Issuer Default Ratings (IDRs) for FirstRand Bank Limited (FRB) are determined by the bank’s standalone creditworthiness, as evidenced by its “bb-” Viability Rating (VR). The bank’s strong domestic business profile, high profitability, cosy capital buffers, and steady funding and liquidity are all reflected in the VR.
The following restriction, however, causes the VR to be one notch lower than the assumed VR of “bb”: Rating for the operating environment and sovereign. This emphasises the bank’s activities’ focus on South Africa and the large sovereign-related exposure compared to equity—about three times at the end of the first half of 23.
In comparison to other South African issuers, the bank’s National Ratings indicate its creditworthiness in local currency.
Fitch predicts a 0.5% real GDP growth in 2023 (2022: 1.9%), followed by a 0.9% modest recovery in 2024, taking into account the effects of the oil crisis, declining net exports, and weakening domestic demand amid low private spending. Although higher policy rates improve bank profits, the risk costs are higher as a result of less resilient borrowers.
KEY RATING DRIVERS
Strong Domestic Franchise: FRB has a market share of roughly 21% and is the second-largest bank in South Africa in terms of total assets. It has three independently branded enterprises with strong market positions that house its local operations. The bank’s key market is South Africa, where 87% of its on-balance-sheet credit risk assets were as of the end of June 2023 (FYE23). FRB is completely owned by the publicly traded FirstRand Limited (FRL), and its management team and company profile are solid.
Asset-Quality Risks Increased: Due to greater loan growth and write-offs, FRB’s Fitch-adjusted impaired loans ratio (Stage 3 loans under IFRS 9) remained constant at 4.3% at FYE23 (FYE22: 4.4%). At 83% (FYE22: 91%), the total reserve coverage of problematic loans was adequate. In the current macroeconomic climate, we anticipate that asset-quality risks will continue through 2023–2024, notably in household loans.

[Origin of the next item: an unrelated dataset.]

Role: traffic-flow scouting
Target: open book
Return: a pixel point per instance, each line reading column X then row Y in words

Superior profitability: The company’s profitability remained high, with an operating profit/risk-weighted asset ratio of 4.1% in FY23 (up from 4.5% in FY22) that was higher than that of its competitors. Wide margins, still-moderate but rising impairment charges, and effective cost management have all contributed to it. Due primarily to greater impairment charges and a little slowdown in growth, we anticipate this key indicator to moderate slightly in 2024.

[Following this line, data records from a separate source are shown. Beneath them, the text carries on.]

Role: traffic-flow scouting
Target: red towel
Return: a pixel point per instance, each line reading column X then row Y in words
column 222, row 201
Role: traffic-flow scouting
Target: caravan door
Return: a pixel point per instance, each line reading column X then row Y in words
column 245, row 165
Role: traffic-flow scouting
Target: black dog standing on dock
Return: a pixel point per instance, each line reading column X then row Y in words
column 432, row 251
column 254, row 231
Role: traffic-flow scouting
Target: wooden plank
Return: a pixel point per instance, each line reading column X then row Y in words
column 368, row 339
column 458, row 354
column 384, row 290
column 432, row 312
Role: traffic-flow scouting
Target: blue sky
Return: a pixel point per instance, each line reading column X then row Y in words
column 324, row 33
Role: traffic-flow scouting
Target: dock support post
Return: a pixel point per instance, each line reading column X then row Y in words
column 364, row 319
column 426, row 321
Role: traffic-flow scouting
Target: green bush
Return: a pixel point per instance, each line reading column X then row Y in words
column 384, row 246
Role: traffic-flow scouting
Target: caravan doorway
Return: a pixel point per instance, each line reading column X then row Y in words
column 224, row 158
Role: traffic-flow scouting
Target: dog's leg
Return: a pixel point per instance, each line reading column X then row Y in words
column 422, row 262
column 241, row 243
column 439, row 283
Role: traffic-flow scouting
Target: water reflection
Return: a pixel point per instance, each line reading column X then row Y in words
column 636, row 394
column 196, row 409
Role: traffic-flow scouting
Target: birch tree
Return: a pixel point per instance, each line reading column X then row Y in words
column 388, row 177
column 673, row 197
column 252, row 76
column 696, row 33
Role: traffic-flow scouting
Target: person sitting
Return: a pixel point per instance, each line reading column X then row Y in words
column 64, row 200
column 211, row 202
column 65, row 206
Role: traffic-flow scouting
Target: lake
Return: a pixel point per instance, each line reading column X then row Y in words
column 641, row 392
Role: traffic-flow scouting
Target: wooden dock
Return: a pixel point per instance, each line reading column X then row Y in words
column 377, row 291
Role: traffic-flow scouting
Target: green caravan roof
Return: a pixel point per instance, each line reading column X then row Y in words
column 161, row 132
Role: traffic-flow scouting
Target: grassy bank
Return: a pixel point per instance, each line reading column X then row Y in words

Adequate Capitalization: The FRB’s common equity Tier 1 (CET1) ratio, which excludes unappropriated profits, was 12% at FYE23 (FYE22: 12.2%), comfortably exceeding the regulation minimum of 8.5% and largely in line with peers. In FY24, we anticipate that the CET1 ratio will stay over 12%, helped by robust internal capital growth.
Stable Funding and Liquidity: At the end of FYE23, the bank’s Fitch-adjusted loans-to-customer deposits ratio was 89%, which was lower than pre-pandemic levels and generally in line with peers. FRB relies on short-term institutional finance, which is a structural aspect of South Africa’s large banks, despite having low levels of foreign funding. A significant amount of liquidity buffers counteracts this. The bank’s liquidity coverage and net stable financing ratios at FYE23 were stable and comfortably over the legal requirement of 100%, at 129% and 120%, respectively.
SENSITIVITIES FOR RATING
Factors That May Result in a Downgrade or Negative Rating Action, Individually or Collectively;
- A fall in South Africa’s sovereign rating would result in downgrades for the bank because FRB’s Long-Term IDR and VR are bound by that country’s rating.
- A material weakening in capitalization, as shown by a drop in the CET1 ratio below 10%, which may be caused by greater-than-anticipated asset-quality deterioration or more aggressive shareholder distributions, may also lead to a downgrade of the Long-Term IDR and VR
- Changes in FRB’s creditworthiness in comparison to other South African issuers are likely to affect its national ratings.